Robert Wood Johnson Medical School
Neuromodulation and cognitive effort
Cognitive control is effortful, causing people to avoid demanding tasks, and undermining their goal-directed behavior. Yet the nature of effort costs, and the systems biasing decisions to exert or withhold effort are largely unknown. Striatal dopamine promotes physical effort for reward, by increasing sensitivity to reward benefits and decreasing sensitivity to effort costs. In the first part of my talk, I will discuss evidence that, as with physical action, striatal dopamine boosts motivation for cognitive effort as well. In a study combining [18F]-DOPA PET imaging of dopamine synthesis capacity with dopamine transport blocker methylphenidate, the D2 agent sulpiride, and placebo, we find that greater striatal dopamine signaling biases participants to choose harder working memory tasks to earn more money over easier tasks for less money. Moreover, gaze-informed drift diffusion modeling supports the inference that dopamine signaling increases willingness to exert effort by making people more sensitive to the benefits, and less sensitive to the costs of cognitive work.

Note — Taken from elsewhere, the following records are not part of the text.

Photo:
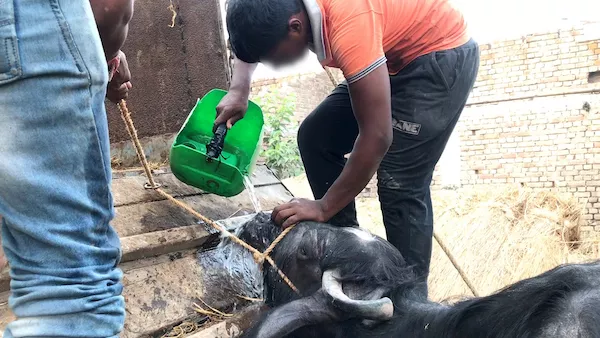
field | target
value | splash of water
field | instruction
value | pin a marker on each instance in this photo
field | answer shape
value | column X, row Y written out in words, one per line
column 252, row 193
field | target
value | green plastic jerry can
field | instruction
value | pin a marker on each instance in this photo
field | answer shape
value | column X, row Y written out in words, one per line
column 216, row 162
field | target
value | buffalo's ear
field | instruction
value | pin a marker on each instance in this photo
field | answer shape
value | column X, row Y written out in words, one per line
column 292, row 316
column 374, row 309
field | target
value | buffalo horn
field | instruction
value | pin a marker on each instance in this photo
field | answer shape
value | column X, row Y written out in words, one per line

In the second part of this talk, I consider a novel hypothesis about the nature of effort costs. Namely, that subjective cognitive effort is a phenomenological readout of divergence from criticality in the brain. Brains at rest exhibit emergent properties indicative of a dynamical system near a critical point – regulated by the balance of cortical excitation to inhibition. These properties are monotonically suppressed with increasing cognitive load, reflecting increasing divergence from criticality. Importantly, because criticality maximizes functional flexibility and information processing capacity, divergence implies computational costs. In my talk, I will discuss the rationale for the hypothesis linking subjective effort and criticality. I will also discuss a first study examining subjective cognitive effort and critical dynamics in EEG data while participants perform various levels of the N-back working memory task.